After 3 Years, NASA’s Mars Camera Drone Has Made Its Final Flight

The Ingenuity Helicopter
NASA JPL

After greatly exceeding expectations and making dozens more trips into the Martian sky than planned, NASA’s Ingenuity helicopter drone has made its final flight. Rest now, king.

The Ingenuity helicopter first successfully took to the skies above the Red Planet in April 2021 and for the next three years it would continue to show that NASA was able to take powered, controlled flights on a world other than Earth.

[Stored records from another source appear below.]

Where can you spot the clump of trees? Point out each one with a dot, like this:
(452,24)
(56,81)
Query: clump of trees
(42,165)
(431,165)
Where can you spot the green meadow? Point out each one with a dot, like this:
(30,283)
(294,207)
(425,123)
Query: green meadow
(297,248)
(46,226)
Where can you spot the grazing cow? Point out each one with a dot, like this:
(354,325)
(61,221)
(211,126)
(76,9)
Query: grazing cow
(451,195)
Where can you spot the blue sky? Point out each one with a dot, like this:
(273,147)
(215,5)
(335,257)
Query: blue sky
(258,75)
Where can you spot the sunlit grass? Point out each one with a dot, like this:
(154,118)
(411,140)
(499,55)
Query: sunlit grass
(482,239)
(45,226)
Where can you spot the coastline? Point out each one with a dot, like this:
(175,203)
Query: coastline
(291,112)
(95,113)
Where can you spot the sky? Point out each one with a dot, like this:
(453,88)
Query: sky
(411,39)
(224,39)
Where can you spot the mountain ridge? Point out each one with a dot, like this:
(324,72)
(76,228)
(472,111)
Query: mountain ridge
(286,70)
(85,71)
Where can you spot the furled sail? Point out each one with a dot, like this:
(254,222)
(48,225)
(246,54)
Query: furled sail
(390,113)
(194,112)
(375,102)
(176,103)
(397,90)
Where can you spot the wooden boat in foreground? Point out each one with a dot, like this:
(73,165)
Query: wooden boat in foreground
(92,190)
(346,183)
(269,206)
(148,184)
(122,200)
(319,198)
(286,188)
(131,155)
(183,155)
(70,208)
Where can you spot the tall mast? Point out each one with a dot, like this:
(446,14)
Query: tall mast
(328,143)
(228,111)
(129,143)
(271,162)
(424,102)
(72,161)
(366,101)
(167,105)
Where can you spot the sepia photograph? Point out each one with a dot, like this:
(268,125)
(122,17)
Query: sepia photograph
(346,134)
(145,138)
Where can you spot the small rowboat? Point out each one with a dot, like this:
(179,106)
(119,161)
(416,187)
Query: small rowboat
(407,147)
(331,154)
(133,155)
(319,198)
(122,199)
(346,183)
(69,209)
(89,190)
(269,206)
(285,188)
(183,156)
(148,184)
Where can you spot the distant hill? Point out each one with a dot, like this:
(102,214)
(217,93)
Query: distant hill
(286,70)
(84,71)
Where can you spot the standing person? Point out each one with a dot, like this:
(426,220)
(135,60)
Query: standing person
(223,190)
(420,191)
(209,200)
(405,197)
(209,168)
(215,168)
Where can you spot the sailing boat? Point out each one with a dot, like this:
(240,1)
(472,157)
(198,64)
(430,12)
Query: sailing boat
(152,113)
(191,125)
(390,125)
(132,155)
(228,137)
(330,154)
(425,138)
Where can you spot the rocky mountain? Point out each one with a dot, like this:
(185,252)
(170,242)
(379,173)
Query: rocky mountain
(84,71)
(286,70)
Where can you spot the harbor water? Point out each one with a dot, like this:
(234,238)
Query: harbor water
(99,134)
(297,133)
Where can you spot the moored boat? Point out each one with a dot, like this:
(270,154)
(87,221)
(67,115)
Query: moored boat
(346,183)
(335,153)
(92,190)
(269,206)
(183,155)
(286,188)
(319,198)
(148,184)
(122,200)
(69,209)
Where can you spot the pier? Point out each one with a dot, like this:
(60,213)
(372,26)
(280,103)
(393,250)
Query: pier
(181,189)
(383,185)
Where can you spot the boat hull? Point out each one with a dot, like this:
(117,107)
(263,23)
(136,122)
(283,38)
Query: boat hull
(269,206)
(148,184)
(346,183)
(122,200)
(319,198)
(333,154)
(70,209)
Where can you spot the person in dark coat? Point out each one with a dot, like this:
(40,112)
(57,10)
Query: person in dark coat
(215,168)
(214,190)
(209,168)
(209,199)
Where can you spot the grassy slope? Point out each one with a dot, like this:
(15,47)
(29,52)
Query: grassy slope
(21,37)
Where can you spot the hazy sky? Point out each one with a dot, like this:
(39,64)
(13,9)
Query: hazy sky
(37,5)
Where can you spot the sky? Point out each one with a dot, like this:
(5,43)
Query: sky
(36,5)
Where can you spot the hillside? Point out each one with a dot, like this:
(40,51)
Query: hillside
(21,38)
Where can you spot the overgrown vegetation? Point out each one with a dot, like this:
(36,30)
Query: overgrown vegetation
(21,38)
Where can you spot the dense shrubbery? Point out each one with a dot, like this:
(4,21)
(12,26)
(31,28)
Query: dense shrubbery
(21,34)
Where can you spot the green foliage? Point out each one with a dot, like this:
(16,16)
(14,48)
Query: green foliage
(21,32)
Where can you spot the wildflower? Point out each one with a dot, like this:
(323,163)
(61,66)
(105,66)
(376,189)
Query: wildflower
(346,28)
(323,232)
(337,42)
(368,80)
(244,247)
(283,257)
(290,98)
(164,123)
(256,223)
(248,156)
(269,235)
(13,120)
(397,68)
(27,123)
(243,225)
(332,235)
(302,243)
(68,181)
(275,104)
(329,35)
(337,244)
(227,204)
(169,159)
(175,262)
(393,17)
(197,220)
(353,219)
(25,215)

After nearly crashing a month later due to a camera glitch, the Ingenuity would recover and regularly send back photos of Mars, ranging from gorgeous sunsets to views of space wreckage from a unique perspective.

But on January 18, after rising to an altitude of 40 feet and then descending to about three feet above the surface, Ingenuity lost contact with the Perseverance rover which serves as the communication relay for the drone. Communications were re-established the next day, but photos of the rotor blade that came a few days later revealed damage — enough to prevent the drone from flying again.

Ingenuity's broken blade shadow
After its 72nd flight on Jan. 18, 2024, NASA’s Ingenuity Mars Helicopter captured this color image showing the shadow of a rotor blade damaged during a rough landing. | NASA JPL

“During the descent phase of Flight 72, on Jan. 18, 2024, Ingenuity experienced an anomalous landing near the right side of this image. Subsequent imaging from the helicopter’s onboard cameras indicated that one of the rotor blades was damaged during touchdown. The team believes that the relatively featureless terrain in this region, which the navigation system was not designed for, was likely the root cause of the anomalous landing,” NASA says.

Ingenuity vastly exceeded expectations. Originally designed to perform five experimental test flights over the course of 30 days, it flew, performed 72 total flights, and flew more than 14 times farther than planned while logging more than two hours of total flight time.

“Over an extended mission that lasted for almost 1,000 Martian days, more than 33 times longer than originally planned, Ingenuity was upgraded with the ability to autonomously choose landing sites in treacherous terrain, dealt with a dead sensor, cleaned itself after dust storms, operated from 48 different airfields, performed three emergency landings, and survived a frigid Martian winter,” NASA says.

The Ingenuity was not made to last through the Martian winter — at least not initially. It was unable to power its heaters through the frigid nights and as a result, the flight computer periodically froze and reset. Called “power brownouts,” NASA redesigned the helicopter’s winter operations in order to keep it flying. This was obviously successful, as the drone survived multiple winters on the Red Planet.

Photo from the mars camera drone
NASA’s Ingenuity Mars Helicopter captured this view of sand ripples during its 70th flight, on Dec. 22, 2023. Taken from about 39 feet (12 meters) above the surface, the image shows the widest swath of sandy, relatively featureless terrain the helicopter had ever flown over. | NASA JPL

“The historic journey of Ingenuity, the first aircraft on another planet, has come to end,” NASA Administrator Bill Nelson says.

“That remarkable helicopter flew higher and farther than we ever imagined and helped NASA do what we do best — make the impossible, possible. Through missions like Ingenuity, NASA is paving the way for future flight in our solar system and smarter, safer human exploration to Mars and beyond.”